Spaced six feet apart, in accordance with Governor Mark Gordon’s public health orders and the recommendations of public health officials across the state and nation, the council heard the first of three consecutive weekly readings of the City of Gillette Budget for FY 2020-2021.
City Administrator Patrick Davidson said of the proposed budget of $148,420,100 that the amount was not what was initially planned, but that city staff believe it’s a “solid, fiscally responsible budget” that would allow for much-needed flexibility.
The first reading of the proposed budget was approved with all council members in favor and without any members of the public commenting during the public hearing.
The projected revenues for the city’s General Fund total $32,191,565, a reduction of $14,741,126 from the FY2019-2020 budget. Because of the uncertainty related to the local economy and COVID-19, staff calculated general fund revenues based upon the lowest receipt month seen by the city in the past four years, and then annualized that amount. In past years, staff have used the average of the six lowest months from the previous fiscal year.
With regard to utilities (which are enterprise accounts – meaning that they should have enough income charged for the utility provided to meet all of their expenses, including the cost of the utility (e.g. pumping the water), depreciation, capital maintenance, etc.), the budget proposed and approved on first reading the Council’s past practice of subsidizing some of the enterprise accounts with Optional 1% Tax monies to help keep utility prices low.
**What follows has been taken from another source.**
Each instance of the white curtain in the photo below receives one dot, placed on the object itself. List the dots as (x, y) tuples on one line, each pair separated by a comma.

For the coming fiscal year, staff estimated Optional 1% Tax receipts at $14.85 million. Of that total, $965,250 will be utilized for funding social service agencies. The council added two new recipients for the upcoming fiscal year, including $5,000 for the Edible Prairie Project and $25,000 for the Salvation Army. Council also approved increases to the Council of Community Services (an increase of $45,000), and Gillette Abuse Refuge Foundation (an increase of $5,000).
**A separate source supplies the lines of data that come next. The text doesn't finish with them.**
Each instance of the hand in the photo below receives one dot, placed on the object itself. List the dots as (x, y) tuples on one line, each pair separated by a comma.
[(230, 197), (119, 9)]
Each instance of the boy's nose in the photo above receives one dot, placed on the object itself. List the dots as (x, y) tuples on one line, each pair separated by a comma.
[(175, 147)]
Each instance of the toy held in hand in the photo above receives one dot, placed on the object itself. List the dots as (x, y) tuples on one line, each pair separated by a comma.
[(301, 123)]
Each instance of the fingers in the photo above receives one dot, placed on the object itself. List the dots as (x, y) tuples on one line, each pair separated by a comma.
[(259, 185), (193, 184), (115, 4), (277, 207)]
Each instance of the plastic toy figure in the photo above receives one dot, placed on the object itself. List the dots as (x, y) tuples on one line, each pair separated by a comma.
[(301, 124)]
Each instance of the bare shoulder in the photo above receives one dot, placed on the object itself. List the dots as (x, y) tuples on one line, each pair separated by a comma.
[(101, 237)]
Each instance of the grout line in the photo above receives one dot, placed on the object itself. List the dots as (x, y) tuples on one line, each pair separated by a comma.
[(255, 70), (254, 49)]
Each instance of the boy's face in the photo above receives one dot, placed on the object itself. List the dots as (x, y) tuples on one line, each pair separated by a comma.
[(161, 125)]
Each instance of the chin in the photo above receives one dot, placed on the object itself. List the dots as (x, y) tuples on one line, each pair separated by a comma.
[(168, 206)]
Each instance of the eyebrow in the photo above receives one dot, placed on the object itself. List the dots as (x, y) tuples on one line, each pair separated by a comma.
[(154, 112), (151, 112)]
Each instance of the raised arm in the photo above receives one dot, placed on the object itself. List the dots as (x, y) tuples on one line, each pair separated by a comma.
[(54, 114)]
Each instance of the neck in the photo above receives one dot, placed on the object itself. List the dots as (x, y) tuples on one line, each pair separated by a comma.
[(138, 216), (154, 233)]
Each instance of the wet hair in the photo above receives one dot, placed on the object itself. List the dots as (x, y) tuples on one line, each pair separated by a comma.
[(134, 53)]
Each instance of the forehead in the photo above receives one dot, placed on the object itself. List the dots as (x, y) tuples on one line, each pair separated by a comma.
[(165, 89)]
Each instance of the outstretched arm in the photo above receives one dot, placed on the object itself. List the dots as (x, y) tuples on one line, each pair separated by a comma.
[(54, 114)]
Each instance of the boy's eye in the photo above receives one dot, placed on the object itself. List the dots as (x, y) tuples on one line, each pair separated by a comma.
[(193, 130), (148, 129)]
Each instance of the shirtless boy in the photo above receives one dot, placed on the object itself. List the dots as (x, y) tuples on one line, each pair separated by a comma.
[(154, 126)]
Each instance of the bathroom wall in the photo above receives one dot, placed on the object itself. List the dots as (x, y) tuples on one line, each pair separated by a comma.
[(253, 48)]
The budget also, for the first time, transfers the city’s expenses related to the Campbell County Joint Powers Fire Board (a partnership between the City of Gillette, Town of Wright, and Campbell County) to the Optional 1% Tax budget. The city’s share of the fire board’s budget for the upcoming fiscal year is $2,882,601.
For its general fund reserves, the city has operation reserves of $14.17 million set aside. This is consistent with an increase in reserves to 150 days of operations as was approved by the council effective September 4, 2018.
“Last year, the total proposed/approved budget was $150,407,806,” Geno Palazzari, communications manager for the City of Gillette, told County 17 by email Thursday. “This [year’s] budget is quite a bit lower [than years with major Madison construction] but it includes revenue from the $20MM loan we are requesting from SLIB. Subtract that and we are around $126MM. We are expecting a $14.7MM reduction in General Fund revenues this year.”